Saturday, December 22, 2012
I Predict 2013/14
Okay, it's time to face facts. It's now Saturday, December 22nd, and the world has NOT ended according to the Mayan Calendar. On behalf of all rational people, TOLD YOU SO!
But we might still gaze into our crystal balls (currently looking between my legs) to see what the future might hold for us. Two years ago, I did this very thing, on this very blog, and got exactly nothing right. But it was still fun. As such, here are my predictions for 2013 and 2014. Read them at your own risk.
1.) As John Kerry assumes his role as the new Secretary of State, the special election held to decide who will take over his vacated Senate seat will be won by one of Massachusetts’ newest residents – Ambassador Susan Rice! Scott Brown will again be the loser.
2.) Hillary Rodham Clinton decides that she will run for president in 2016. Her pick for vice president? Sandra Fluke! Rush Limbaugh calls them both sluts.
3.) Obama’s next big reform bill will again go before the Supreme Court, who will again uphold the law with a 5 to 4 vote. The press will initially report it overturned.

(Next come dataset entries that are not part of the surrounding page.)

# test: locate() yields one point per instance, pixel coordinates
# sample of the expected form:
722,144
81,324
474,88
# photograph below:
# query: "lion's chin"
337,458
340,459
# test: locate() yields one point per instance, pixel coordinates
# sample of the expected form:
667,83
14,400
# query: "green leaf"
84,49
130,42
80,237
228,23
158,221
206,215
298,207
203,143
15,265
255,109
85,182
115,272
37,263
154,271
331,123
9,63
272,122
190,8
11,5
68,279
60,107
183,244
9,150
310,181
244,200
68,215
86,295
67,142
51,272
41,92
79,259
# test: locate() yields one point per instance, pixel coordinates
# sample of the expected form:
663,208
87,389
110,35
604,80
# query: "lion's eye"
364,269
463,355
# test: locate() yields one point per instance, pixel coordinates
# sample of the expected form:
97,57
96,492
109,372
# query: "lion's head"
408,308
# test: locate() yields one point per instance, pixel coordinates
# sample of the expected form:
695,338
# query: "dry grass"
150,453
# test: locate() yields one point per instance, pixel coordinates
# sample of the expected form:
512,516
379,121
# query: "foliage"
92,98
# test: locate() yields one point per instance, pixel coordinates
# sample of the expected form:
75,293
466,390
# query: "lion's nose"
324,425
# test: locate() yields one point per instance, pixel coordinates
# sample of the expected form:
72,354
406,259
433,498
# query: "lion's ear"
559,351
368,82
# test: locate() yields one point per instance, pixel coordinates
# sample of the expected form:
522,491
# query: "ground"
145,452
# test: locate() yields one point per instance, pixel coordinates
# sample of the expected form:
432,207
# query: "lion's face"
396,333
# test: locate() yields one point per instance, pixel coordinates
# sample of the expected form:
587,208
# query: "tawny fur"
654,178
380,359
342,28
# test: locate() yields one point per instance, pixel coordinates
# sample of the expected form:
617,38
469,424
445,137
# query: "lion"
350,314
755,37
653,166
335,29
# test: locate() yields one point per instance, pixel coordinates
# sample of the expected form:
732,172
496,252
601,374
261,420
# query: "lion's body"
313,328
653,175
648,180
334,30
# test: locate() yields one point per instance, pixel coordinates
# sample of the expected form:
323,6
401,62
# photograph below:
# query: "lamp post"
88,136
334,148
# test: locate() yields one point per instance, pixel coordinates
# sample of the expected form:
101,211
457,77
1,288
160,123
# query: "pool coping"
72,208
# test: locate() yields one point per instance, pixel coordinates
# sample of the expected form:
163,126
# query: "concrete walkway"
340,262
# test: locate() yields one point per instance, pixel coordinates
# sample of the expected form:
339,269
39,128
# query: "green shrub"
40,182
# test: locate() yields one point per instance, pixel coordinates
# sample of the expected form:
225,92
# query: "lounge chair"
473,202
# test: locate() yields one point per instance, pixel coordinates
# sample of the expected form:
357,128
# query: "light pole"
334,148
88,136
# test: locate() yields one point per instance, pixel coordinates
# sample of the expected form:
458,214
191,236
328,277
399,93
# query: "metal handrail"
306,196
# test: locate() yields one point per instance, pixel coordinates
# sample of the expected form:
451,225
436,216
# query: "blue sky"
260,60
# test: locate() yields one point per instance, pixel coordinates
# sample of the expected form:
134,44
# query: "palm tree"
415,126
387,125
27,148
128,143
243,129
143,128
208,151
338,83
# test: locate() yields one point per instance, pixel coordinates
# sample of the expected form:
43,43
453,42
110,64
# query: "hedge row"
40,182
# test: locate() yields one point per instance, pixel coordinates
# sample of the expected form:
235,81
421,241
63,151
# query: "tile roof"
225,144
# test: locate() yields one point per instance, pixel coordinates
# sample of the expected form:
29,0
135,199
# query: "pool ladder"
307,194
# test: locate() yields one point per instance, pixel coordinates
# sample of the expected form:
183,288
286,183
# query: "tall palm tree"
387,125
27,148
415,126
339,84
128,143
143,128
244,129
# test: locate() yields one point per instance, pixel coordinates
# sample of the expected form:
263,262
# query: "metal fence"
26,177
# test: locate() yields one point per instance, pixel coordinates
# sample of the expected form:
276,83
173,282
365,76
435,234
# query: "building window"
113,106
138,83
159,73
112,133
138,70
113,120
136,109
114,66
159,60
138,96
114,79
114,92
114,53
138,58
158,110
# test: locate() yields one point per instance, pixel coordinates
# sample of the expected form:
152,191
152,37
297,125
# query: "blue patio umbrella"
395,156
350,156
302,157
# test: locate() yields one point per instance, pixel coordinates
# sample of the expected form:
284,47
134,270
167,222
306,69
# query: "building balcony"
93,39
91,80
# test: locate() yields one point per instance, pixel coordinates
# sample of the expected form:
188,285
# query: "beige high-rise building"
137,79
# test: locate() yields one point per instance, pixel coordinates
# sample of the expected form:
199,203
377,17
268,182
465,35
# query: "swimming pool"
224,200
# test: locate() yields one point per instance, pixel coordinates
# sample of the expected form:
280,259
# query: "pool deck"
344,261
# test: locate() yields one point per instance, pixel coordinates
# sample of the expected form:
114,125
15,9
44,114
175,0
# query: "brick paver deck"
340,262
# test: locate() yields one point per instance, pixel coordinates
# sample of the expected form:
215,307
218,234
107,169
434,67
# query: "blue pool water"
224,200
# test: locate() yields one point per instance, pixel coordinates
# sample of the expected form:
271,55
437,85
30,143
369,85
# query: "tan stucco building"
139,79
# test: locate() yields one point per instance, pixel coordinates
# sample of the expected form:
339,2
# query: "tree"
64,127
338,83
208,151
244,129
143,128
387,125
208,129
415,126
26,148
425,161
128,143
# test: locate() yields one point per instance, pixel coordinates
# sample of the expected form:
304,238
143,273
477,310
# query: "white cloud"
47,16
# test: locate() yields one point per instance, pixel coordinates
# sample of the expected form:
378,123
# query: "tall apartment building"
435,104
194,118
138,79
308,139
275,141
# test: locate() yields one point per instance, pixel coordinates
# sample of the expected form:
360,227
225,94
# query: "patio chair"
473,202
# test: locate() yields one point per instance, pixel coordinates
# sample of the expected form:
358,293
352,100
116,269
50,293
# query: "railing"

4.) Mitt Romney, his political career now over, decides, “What the hell?” and marries his second wife – without divorcing Ann first.

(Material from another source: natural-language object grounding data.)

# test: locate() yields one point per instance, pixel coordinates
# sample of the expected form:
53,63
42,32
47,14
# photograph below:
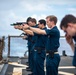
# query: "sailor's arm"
36,30
70,41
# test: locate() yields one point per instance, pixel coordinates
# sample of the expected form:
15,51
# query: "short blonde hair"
52,18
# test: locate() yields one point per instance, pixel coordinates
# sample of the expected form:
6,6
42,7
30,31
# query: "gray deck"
18,67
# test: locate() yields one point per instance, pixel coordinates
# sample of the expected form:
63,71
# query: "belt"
54,53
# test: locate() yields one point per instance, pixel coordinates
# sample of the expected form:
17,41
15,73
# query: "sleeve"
50,31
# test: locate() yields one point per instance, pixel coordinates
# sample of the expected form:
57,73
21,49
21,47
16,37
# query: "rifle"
18,23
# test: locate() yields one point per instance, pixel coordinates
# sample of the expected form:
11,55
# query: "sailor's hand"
69,39
25,26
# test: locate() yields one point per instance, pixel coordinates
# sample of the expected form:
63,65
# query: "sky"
12,11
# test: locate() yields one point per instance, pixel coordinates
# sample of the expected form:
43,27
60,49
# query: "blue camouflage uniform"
52,59
31,42
74,57
39,54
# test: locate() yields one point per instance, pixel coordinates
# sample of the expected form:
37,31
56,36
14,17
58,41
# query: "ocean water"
18,47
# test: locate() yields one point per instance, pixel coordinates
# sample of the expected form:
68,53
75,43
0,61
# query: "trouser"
52,64
74,58
31,60
0,54
39,62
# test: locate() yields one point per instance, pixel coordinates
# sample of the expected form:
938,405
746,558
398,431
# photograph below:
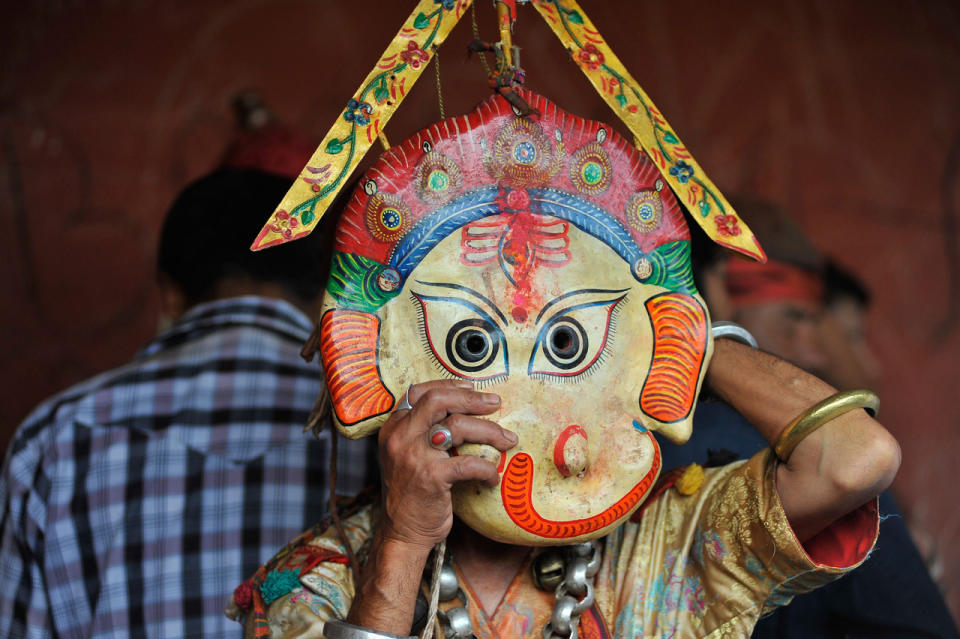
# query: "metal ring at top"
337,629
440,437
730,330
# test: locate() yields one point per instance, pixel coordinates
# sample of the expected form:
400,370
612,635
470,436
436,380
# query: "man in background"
134,502
795,308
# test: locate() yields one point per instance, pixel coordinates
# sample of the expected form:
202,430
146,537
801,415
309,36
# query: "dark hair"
208,231
839,283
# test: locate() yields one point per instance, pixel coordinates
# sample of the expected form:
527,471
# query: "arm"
418,510
832,472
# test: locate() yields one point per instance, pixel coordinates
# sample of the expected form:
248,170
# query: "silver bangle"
729,330
337,629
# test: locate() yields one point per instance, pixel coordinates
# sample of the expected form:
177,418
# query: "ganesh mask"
544,259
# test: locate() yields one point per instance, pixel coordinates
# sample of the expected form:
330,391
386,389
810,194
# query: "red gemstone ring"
440,437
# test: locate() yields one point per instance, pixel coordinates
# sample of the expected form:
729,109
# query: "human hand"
417,477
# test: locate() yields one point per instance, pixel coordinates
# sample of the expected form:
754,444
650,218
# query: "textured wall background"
847,112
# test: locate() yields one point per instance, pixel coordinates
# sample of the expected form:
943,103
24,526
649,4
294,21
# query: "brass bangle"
821,413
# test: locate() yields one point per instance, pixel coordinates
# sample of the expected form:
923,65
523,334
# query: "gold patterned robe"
704,565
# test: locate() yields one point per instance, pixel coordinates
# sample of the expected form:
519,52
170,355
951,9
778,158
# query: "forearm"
766,390
387,593
831,472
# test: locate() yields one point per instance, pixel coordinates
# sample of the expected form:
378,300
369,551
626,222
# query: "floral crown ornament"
368,111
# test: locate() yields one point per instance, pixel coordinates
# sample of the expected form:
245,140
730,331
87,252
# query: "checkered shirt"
135,502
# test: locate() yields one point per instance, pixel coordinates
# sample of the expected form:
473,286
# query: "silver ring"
405,402
440,437
729,330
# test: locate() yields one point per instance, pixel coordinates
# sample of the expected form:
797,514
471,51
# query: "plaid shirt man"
135,502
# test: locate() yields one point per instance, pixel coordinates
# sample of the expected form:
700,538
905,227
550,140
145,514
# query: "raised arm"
834,470
418,511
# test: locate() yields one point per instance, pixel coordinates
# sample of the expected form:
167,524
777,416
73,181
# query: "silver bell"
458,624
448,583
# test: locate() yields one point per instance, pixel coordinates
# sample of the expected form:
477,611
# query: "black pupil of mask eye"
566,344
472,345
564,341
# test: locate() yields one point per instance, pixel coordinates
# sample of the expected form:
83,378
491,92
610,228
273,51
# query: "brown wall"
846,112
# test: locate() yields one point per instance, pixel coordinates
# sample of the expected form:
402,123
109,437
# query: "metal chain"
476,36
436,68
574,595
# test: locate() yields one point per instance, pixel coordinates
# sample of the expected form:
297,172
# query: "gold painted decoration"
362,122
633,106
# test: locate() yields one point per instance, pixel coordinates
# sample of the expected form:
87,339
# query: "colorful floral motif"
278,583
358,112
727,225
385,87
663,145
284,224
682,171
590,170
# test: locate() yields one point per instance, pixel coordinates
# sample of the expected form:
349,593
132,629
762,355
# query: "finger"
434,405
474,430
467,468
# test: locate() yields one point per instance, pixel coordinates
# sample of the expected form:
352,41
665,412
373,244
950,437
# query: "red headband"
750,282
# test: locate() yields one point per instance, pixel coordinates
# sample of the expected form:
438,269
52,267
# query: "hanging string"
354,564
476,36
436,68
439,551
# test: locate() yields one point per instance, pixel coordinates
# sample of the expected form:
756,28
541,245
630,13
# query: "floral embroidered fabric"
704,565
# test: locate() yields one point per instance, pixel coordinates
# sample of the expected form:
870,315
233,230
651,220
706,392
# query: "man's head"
204,250
779,302
846,300
543,259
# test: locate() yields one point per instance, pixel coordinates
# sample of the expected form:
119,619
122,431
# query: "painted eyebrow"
582,291
470,291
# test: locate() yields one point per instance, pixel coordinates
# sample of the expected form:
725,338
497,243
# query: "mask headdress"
522,248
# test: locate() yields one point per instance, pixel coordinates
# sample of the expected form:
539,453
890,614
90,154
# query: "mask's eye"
566,343
464,340
472,344
572,341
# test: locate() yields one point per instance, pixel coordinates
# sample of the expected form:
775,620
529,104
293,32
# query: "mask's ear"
348,345
677,365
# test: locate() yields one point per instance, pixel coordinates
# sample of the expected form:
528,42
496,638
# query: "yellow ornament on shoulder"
691,480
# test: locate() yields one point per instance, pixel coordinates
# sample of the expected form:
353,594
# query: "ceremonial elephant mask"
544,259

5.) Someone in the Republican Party will remember that Sarah Palin exists.
6.) Grover Norquist makes all Republicans in congress sign a pledge to hold their breath until they turn blue in the face so they can get whatever they want.
7.) John McCain reveals himself to be a vampire that sparkles in sunlight. Senate majority leader Harry Reid is a werewolf.
8.) A large band of U.S. ambassadors storms an Al-Quaeda training compound in the Middle East, killing four terrorists.
9.) Clint Eastwood wins the Oscar for best director. His award is presented to an empty chair.
10.) A gunman armed to the teeth enters the national headquarters of the NRA and shoots 50 people. (Well, we can hope, can’t we?)